A 50-year-old North Laurel man was charged with assault with intent to murder a Howard County police officer Tuesday morning after police say he resisted arrest for a traffic violation and then grabbed at the officer's gun.

John Edward Williams, 50, of the 15800 block of Joyce Lane also is charged with assault, resisting arrest, carrying a concealed deadly weapon, malicious destruction of property and running a stop sign.

A District Court commissioner released him on personal recognizance later Tuesday.

Mr. Williams said he fought Officer William D. Perigo and tried to take his gun only because he thought he would be shot himself, court officials said.

Police contend that Mr. Williams showed disrespect for the law. They credit Officer Perigo's quick thinking and the help of another officer and two citizens for his safety. The officer suffered a cut to the lower lip and abrasions to his legs and left arm.

Last year, 73 Howard County police officers were assaulted while working.

Police said Officer Perigo, who has been on the force two years, could have lost his life Tuesday.

Officer Perigo saw a white Ford truck go through a stop sign at Davis Road and U.S. 1 at 10 a.m., according to police charging documents.

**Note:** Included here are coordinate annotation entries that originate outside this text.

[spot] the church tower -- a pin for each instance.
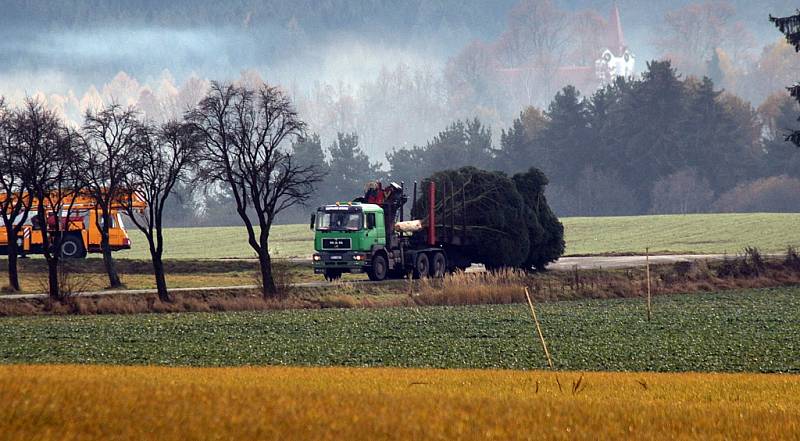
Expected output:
(616, 59)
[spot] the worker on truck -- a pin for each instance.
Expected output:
(361, 237)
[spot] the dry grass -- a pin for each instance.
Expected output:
(131, 403)
(497, 288)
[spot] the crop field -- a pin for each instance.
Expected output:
(691, 234)
(735, 331)
(101, 402)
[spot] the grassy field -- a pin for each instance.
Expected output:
(701, 234)
(100, 402)
(89, 275)
(757, 331)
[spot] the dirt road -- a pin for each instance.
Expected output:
(563, 264)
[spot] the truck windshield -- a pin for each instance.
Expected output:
(339, 220)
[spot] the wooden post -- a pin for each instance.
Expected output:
(538, 328)
(647, 272)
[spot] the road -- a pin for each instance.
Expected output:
(563, 264)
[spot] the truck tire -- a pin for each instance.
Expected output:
(422, 266)
(439, 266)
(72, 248)
(332, 275)
(377, 272)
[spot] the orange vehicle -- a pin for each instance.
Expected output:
(81, 233)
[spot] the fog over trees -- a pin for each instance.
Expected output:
(403, 89)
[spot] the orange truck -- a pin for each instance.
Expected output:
(81, 233)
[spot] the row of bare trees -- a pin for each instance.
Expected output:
(237, 136)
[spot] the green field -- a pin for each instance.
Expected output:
(692, 234)
(756, 330)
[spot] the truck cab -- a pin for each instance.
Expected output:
(350, 238)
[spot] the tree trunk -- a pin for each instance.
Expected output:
(13, 273)
(161, 280)
(108, 260)
(52, 276)
(268, 288)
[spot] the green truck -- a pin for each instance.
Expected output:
(368, 235)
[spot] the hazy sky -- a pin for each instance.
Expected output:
(53, 56)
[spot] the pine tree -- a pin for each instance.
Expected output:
(520, 145)
(567, 138)
(790, 26)
(349, 168)
(715, 68)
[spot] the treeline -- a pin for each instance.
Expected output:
(659, 144)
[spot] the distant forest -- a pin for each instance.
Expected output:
(656, 145)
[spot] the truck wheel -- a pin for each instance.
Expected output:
(439, 267)
(332, 275)
(72, 248)
(421, 266)
(378, 271)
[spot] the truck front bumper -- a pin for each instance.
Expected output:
(345, 262)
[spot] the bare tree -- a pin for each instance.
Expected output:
(53, 174)
(15, 197)
(245, 135)
(110, 135)
(162, 158)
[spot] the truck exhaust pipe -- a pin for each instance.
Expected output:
(432, 214)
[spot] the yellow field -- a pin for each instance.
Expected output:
(100, 402)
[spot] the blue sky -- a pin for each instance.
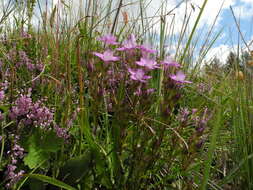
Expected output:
(243, 10)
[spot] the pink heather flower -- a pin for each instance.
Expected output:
(179, 77)
(138, 75)
(2, 95)
(129, 44)
(107, 56)
(169, 62)
(148, 63)
(108, 39)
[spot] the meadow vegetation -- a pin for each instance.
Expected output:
(102, 100)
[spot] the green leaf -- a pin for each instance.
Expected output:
(76, 168)
(35, 157)
(51, 143)
(51, 181)
(39, 148)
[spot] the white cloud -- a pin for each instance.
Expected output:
(244, 9)
(221, 52)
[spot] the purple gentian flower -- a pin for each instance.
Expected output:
(138, 75)
(169, 62)
(179, 77)
(146, 49)
(108, 39)
(107, 56)
(148, 63)
(129, 44)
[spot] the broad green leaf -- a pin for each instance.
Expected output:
(51, 181)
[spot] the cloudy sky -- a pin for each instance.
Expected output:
(228, 40)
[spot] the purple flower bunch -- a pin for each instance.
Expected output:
(11, 174)
(138, 69)
(28, 112)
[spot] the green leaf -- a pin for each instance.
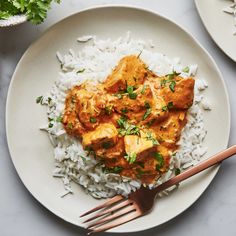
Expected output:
(147, 113)
(151, 138)
(177, 171)
(169, 106)
(116, 169)
(172, 85)
(186, 69)
(130, 89)
(93, 120)
(124, 110)
(126, 128)
(108, 110)
(59, 118)
(143, 89)
(39, 99)
(172, 75)
(133, 95)
(35, 10)
(131, 157)
(107, 145)
(158, 156)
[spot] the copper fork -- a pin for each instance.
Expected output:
(119, 210)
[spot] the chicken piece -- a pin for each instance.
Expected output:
(169, 130)
(182, 96)
(116, 151)
(147, 106)
(103, 136)
(129, 71)
(140, 145)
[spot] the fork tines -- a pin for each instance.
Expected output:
(116, 211)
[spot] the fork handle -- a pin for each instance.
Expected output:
(217, 158)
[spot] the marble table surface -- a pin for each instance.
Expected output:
(20, 214)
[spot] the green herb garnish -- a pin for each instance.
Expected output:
(143, 89)
(131, 93)
(116, 169)
(39, 100)
(172, 85)
(59, 119)
(169, 106)
(70, 126)
(151, 138)
(186, 69)
(172, 75)
(124, 110)
(35, 10)
(108, 109)
(93, 120)
(148, 111)
(131, 157)
(177, 171)
(158, 156)
(107, 145)
(126, 128)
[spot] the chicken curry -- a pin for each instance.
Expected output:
(132, 121)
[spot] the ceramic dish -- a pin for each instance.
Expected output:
(219, 24)
(31, 151)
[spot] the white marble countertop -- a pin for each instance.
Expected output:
(20, 214)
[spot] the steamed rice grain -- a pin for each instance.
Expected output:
(95, 62)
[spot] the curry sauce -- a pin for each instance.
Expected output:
(133, 121)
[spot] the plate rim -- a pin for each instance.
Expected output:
(130, 7)
(210, 33)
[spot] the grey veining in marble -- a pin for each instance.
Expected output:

When the officer stopped the vehicle a short distance away at Madison Avenue, near the Prince George's County line, he said Mr. Williams, the driver, had an 11 1/2 -inch Bowie knife. Mr. Williams said he carried the weapon to fend off drunks at the Savage Historic Mill Trail, police said.

When Officer Perigo radioed for a police backup and began to arrest Mr. Williams, the man became irate, prompting the officer to spray him with pepper spray, police reports said. That's when Mr. Williams lunged at the officer and pulled him down, police said.

"I dropped to my knees and felt my holster unsnap," Officer Perigo wrote in his report. "I looked, and he had his right hand on the pistol grip of my service revolver and was trying to pull it free."

He yelled for two bystanders to help and rolled on the ground until Mr. Williams could no longer grip the gun, the officer reported.

When he turned over with his shirt ripped, a contact lens missing and his weapon drawn, another officer who had just arrived and two citizens tackled Mr. Williams, police said.

State police statistics show similar incidents were common in 1994. Last year, 4,178 Maryland law enforcement officers were victims of assault in the line of duty, 476 of them during traffic stops. Of those incidents, 83 percent involved physical force and 3 percent involved handguns, reports show.

"It's always a stressful situation when you go to arrest someone, and they resist because they have no respect for the law," said Sgt. Steve Keller, a Howard County police spokesman. "It's an unfortunate part of the job."

In January, a Howard police detective filed a civil suit against a Silver Spring woman who was charged with trying to hit him with her car during a fraud investigation in December.

In April 1993, that same officer was sprayed with his own pepper tear-gas spray while scuffling with a man high on PCP.

When the man tried to take the officer's gun, the blinded officer shot him six times in what a jury later called self-defense. The man later was sentenced to prison.